I wouldn’t be annoyed about it (I’d be pleased it’s one less thing I need to get) but I’d be a bit frustrated if I’d spent time and money getting one and she’d already got one without telling me.

Sceptre86 · 15/05/2022 10:27

*her son even.

toomuchlaundry · 15/05/2022 10:28

@aSofaNearYou since when was it the norm for grandparents to make the birthday cake. We always made (bought) the birthday cake for DC

toomuchlaundry · 15/05/2022 10:29

@Sceptre86 or maybe the MIL should have asked OP first, bearing in mind OP is the host.

GarlicGnocchi · 15/05/2022 10:30

valerianaofficiana · 15/05/2022 10:18

On these boards so often wives take a stand against the evil MILs just because the said MIL want to be part of their sons' life and then wonder why tensions build as DH is forced to choose between DW and his mother. So fucked up.
You married the man, you don't own him and his mother will always be one of the most important people in his life.
Accept it and live in peace or fight it and reap the consequences.
Unless you lot are from seriously fucked up families that only exist on MN.🙄

Harsh! I haven't said she's evil. I haven't said she shouldn't make a cake. I'm saying I'm a little pissed off she didn't think hang on his wife might already have plans seeing as she's the one who is organising everything else.

OP posts:
toomuchlaundry · 15/05/2022 10:30

If it was the other way round and MIL was hosting I would ask her if there was anything we could bring or help with

aSofaNearYou · 15/05/2022 10:30

toomuchlaundry · 15/05/2022 10:28

@aSofaNearYou since when was it the norm for grandparents to make the birthday cake. We always made (bought) the birthday cake for DC

It just is, for me! I'm not saying everyone has to do it that way, but it's certainly always been the case in my family and my DPs family. To me it makes infinite sense because the parent is busy getting everything else ready for the party and looking after the child, they don't necessarily have time to spend the day making a themed cake. And it would be hard for them to do it without the child seeing it if they're in the house.

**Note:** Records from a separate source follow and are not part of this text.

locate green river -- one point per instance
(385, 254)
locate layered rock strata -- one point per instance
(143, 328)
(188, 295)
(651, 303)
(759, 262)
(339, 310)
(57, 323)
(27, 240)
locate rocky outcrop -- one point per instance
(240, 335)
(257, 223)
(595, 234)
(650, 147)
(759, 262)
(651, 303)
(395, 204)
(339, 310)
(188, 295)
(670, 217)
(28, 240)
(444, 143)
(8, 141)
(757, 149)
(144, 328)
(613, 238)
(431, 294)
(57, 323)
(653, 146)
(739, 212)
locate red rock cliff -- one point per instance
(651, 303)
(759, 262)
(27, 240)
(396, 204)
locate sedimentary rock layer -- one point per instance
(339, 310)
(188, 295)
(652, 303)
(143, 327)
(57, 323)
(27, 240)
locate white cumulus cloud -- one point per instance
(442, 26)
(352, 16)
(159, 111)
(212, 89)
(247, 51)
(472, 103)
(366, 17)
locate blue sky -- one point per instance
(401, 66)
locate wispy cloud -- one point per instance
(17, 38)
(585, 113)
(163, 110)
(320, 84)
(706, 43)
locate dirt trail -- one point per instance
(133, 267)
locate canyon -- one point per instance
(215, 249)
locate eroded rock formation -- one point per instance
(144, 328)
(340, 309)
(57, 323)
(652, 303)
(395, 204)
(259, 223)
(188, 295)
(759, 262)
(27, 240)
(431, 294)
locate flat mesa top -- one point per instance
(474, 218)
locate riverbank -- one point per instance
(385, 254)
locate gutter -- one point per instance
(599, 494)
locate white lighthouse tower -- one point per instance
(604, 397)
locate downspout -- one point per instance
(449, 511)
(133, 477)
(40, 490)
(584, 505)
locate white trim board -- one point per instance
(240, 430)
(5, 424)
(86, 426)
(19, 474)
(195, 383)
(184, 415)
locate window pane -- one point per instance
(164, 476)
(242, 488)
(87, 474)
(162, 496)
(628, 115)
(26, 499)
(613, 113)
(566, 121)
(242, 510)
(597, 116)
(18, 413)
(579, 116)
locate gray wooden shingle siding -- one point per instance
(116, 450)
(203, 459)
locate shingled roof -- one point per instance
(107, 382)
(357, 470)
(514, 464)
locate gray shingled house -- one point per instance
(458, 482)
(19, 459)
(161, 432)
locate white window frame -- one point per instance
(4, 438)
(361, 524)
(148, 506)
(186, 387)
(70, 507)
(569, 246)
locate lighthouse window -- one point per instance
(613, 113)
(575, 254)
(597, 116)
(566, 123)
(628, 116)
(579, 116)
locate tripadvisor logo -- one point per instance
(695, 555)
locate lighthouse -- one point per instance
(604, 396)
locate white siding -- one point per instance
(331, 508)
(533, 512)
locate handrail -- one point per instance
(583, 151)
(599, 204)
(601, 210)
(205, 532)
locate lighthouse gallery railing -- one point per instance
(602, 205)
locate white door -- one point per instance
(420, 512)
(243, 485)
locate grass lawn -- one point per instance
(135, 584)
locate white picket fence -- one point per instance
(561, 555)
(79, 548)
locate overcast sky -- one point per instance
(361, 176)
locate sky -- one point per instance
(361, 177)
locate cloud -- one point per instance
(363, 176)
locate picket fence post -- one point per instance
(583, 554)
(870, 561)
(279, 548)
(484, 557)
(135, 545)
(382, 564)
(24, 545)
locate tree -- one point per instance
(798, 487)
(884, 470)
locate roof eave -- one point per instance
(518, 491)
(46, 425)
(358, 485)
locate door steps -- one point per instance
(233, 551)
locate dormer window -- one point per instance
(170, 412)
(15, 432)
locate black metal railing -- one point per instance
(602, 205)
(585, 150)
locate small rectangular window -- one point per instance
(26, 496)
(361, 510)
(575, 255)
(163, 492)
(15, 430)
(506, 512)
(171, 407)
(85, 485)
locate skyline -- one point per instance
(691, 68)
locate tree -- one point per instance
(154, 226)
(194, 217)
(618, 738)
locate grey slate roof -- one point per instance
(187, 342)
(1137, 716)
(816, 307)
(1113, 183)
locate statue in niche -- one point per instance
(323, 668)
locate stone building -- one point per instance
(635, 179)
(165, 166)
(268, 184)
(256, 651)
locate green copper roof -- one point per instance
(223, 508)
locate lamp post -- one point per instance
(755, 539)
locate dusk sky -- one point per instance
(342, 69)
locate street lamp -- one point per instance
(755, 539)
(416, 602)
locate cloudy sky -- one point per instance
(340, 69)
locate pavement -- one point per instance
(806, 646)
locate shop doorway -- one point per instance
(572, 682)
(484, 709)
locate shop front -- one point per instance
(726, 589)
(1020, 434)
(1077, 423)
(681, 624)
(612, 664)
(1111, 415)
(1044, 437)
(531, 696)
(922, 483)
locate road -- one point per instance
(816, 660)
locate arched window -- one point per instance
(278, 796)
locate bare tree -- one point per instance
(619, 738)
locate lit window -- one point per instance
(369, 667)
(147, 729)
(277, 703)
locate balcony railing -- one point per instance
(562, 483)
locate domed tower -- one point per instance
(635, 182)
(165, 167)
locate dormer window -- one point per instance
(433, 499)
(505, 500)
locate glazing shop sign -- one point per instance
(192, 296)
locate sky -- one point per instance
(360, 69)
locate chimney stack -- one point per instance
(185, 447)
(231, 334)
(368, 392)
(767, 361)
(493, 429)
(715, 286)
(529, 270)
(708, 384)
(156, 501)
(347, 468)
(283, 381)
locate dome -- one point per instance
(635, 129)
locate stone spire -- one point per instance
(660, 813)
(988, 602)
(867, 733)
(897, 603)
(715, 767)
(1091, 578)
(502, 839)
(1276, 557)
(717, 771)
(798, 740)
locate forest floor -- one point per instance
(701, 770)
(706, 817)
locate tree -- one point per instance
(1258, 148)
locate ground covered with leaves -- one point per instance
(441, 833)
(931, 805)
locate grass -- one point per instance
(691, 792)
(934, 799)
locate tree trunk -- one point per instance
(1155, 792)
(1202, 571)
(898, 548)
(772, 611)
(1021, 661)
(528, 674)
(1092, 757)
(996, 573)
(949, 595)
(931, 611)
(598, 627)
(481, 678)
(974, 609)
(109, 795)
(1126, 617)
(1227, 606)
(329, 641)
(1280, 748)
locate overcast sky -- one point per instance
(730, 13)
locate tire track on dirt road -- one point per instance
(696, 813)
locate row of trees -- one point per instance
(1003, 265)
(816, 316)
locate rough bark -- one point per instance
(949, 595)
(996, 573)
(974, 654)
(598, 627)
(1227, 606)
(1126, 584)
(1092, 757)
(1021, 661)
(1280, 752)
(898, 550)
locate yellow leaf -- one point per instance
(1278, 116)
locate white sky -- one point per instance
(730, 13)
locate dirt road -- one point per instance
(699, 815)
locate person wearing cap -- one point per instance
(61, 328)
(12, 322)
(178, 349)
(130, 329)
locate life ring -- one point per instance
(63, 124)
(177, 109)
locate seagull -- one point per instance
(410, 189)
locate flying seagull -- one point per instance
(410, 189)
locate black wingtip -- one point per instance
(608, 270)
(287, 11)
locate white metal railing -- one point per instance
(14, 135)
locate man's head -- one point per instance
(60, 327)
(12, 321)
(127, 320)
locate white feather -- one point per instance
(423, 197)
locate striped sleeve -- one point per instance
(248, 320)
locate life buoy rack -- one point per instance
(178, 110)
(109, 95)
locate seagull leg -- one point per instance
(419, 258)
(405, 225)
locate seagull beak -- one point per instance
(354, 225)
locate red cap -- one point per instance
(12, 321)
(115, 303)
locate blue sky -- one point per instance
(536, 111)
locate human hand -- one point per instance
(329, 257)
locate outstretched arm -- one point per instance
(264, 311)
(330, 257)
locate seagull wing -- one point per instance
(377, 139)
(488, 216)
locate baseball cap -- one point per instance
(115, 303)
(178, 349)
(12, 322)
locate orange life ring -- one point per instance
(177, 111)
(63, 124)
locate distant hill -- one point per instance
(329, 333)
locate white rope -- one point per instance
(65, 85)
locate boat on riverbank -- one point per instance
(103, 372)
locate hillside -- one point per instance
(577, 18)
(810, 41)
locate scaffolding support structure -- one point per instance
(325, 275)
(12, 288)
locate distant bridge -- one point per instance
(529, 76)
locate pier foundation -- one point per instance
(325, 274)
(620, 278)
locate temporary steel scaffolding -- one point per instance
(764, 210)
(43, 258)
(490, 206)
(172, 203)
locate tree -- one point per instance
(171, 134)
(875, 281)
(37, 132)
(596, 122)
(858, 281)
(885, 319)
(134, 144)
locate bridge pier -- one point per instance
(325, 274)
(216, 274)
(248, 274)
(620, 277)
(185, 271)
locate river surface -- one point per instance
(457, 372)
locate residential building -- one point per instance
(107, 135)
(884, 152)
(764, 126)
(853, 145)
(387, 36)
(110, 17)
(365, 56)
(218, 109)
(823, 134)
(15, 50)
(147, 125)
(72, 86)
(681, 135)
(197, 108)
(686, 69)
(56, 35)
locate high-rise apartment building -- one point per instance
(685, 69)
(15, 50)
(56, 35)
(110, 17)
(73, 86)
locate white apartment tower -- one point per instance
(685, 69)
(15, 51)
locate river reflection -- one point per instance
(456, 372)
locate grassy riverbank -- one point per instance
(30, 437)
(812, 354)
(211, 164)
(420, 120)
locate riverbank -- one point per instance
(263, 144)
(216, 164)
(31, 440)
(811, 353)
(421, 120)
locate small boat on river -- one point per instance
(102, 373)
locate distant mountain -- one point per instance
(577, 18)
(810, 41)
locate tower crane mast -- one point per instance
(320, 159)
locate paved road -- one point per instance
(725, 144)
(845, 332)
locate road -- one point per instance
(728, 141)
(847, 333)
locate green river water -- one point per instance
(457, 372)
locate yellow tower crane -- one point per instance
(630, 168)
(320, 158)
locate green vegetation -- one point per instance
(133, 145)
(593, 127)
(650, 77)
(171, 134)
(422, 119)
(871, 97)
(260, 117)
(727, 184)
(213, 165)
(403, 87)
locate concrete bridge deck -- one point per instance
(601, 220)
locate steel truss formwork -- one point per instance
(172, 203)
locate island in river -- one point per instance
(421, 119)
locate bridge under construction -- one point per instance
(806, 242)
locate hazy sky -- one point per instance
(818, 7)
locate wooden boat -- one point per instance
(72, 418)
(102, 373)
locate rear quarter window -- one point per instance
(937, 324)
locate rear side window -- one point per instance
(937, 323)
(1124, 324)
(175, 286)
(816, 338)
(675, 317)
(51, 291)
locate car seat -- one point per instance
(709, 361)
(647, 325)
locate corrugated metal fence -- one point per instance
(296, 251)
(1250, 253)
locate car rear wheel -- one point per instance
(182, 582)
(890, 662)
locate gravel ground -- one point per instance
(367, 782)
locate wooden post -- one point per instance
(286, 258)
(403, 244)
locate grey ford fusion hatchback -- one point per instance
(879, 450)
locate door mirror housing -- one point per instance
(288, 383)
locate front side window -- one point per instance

valerianaofficiana · 15/05/2022 10:31

So many here have their priorities so very wrong. Next stop, Relationship Board🙄

valerianaofficiana · 15/05/2022 10:32

Oh, and themed cakes are so naff.

toomuchlaundry · 15/05/2022 10:33

@aSofaNearYou are you the grandparent?

valerianaofficiana · 15/05/2022 10:34

OP, my post wasn't directed at you personally, I meant MN in general and some replies here in particular.
In your case, MIl should have discussed it with you clearly, that's the key part.

aSofaNearYou · 15/05/2022 10:34

toomuchlaundry · 15/05/2022 10:33

@aSofaNearYou are you the grandparent?

No, I'm in my 20s. Im talking about my grandparents, and my parents/DPs parents now.

BattenburgDonkey · 15/05/2022 10:37

valerianaofficiana · 15/05/2022 10:32

Oh, and themed cakes are so naff.

How are themed cakes naff? They are made for celebrations like birthdays and weddings so how can them having a theme be naff?

Skinterior · 15/05/2022 10:38

I think that's really sweet - although yes it would have been good to be forewarned. At least you didn't find out when you were mid way through icing yours.